Any other ideas about why "the green" reject perhaps the "greenest" source of energy so fiercely?

Milhouse said...

Tibor, read Petr Beckman's The Health Hazards of Not Going Nuclear.

Rex Little said...

Maybe it's my faulty memory, but it seems to me that 40 years ago, when all the climate scientists were warning of the coming ice age (i.e., global cooling), the proposed rememdies were. . . use less energy, reduce emissions, etc.

back40 said...

If the US ceased all CO2 emissions the effect on the rate of CO2 increase, and so continuing threat of climate change, would be trivial. The small reductions of a tax would be meaningless for climate, though they would add layers of bureaucracy and distort the economy in unproductive ways.

Laird said...

Tibor, they reject nuclear energy not because they are truly concerned about carbon dioxide emissions (some may actually be, although that's not particularly important) but because they want to see a net decrease in energy production period. How we get there really doesn't matter. They want to see a much smaller human population on this planet and they want that remaining population reduced to some mythological agrarian paradise a la 500 years ago. CAGW and CO2 is merely the manifestation du jour of their fundamental anti-humanism.

David Friedman said...


Your "they" badly oversimplifies the situation. What you describe is probably true of some people, pretty clearly not true of Hanson.

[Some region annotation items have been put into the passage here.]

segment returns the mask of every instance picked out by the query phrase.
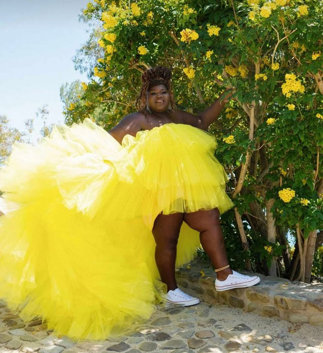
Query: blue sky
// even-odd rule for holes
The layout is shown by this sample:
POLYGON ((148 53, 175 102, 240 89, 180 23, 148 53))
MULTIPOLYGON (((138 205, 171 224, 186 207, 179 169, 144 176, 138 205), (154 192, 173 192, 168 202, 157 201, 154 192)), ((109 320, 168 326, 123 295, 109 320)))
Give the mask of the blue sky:
MULTIPOLYGON (((85 75, 72 58, 88 37, 78 21, 88 0, 0 1, 0 114, 20 130, 48 104, 50 123, 64 121, 59 89, 85 75)), ((35 121, 37 134, 41 127, 35 121)), ((35 138, 34 134, 34 138, 35 138)))

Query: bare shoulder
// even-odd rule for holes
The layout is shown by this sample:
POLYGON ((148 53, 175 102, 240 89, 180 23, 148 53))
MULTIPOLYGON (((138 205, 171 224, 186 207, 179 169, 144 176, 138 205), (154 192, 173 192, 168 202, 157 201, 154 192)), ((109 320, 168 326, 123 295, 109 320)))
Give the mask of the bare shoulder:
POLYGON ((203 130, 206 129, 200 117, 191 114, 185 110, 177 110, 173 113, 176 120, 181 124, 191 125, 203 130))
POLYGON ((144 114, 136 112, 127 115, 109 131, 109 133, 119 143, 126 135, 136 136, 138 131, 145 125, 145 119, 144 114))

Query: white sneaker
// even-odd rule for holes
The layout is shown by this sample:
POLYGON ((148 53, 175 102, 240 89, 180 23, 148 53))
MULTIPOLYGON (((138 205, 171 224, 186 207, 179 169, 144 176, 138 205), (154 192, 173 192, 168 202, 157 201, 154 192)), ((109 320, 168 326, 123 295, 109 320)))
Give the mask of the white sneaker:
POLYGON ((182 305, 189 306, 198 304, 200 302, 198 298, 191 297, 186 293, 184 293, 179 288, 177 288, 174 291, 169 291, 165 296, 165 302, 174 305, 182 305))
POLYGON ((227 291, 233 288, 245 288, 254 286, 260 281, 258 276, 245 276, 233 271, 224 281, 215 280, 215 289, 218 292, 227 291))

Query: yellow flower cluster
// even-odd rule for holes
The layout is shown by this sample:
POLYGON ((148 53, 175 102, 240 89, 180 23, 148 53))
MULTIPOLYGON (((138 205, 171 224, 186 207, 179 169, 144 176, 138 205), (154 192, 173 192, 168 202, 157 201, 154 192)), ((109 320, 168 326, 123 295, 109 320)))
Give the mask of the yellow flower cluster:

I agree that one motive for the movement he is a part of is a preference for a different lifestyle, but for most of the people involved not as different as you are suggesting. And for other people there are other motives.

jimbino said...

A woman effectively doubles her carbon footprint by breeding. A demogrant would effectively double her share of the proceeds from a carbon tax.

Bad incentive, and even worse when you consider that the poorest would have the greatest incentive to breed and thus keep on polluting.

JWO said...

Wouldn't it be better to pay the money out for removal of CO2 from the air? Methods like Enhanced weathering, biochar and deep ocean iron fertilization seem promising.

Biochar advocates claim that they can remove a ton of co2 from the air for $37.

Josiah Neeley said...

Prof. Friedman,

What is your basis for saying that the positive effects of a 3 degree increase in global temperature probably outweigh the negative effects? (I looked at your prior posts on the subject and didn't see an explanation).

David Friedman said...


The reasonably predictable effects are:

Sea level rises by a foot or so, reducing slightly the amount of usable land or requiring diking to prevent that reduction.

Temperature contours in the northern hemisphere move north by several hundred miles, increasing the amount of usable land by a couple of orders of magnitude more than the reduction. Human land use is limited by cold not heat--the equator is populated, the poles are not.

Temperatures increase more in cold places, where the increase is usually desirable, than in hot places, where it is usually undesirable, and similarly for cold and hot seasons.

Plants grow better because CO2 is an input to photosynthesis.

I think those are all of the reasonable certain consequences. There are other possible consequences, positive or negative.

Josiah Neeley said...

Prof. Friedman,

You might be interested in this survey article by Richard Tol on the economic effects of Climate Change.

Anonymous said...

Here's an interesting thought. What if we found a planet that could sustain life. When our spacecraft arrived, the one-celled organism attached to the craft would have no natural preditor. As such it would immediately replicated exponentially. The planet would immediately be covered in green goo. Green goo would settle to the anerobic bottom of the ocean and not decay (nothing to eat it) and a few million years later, you would have oil. Are our oil reserves the remnant of a green goo plague when life was first created?

Anonymous said... wants to know: If you remove nuclear fuel from a mine, use it in a power-plant, post-process it, the return the higher grade nuclear waste back to the mine, could you then dilute this waste (%3 of its original volume) back into the sand that was processed to remove the other 97% of the uranium?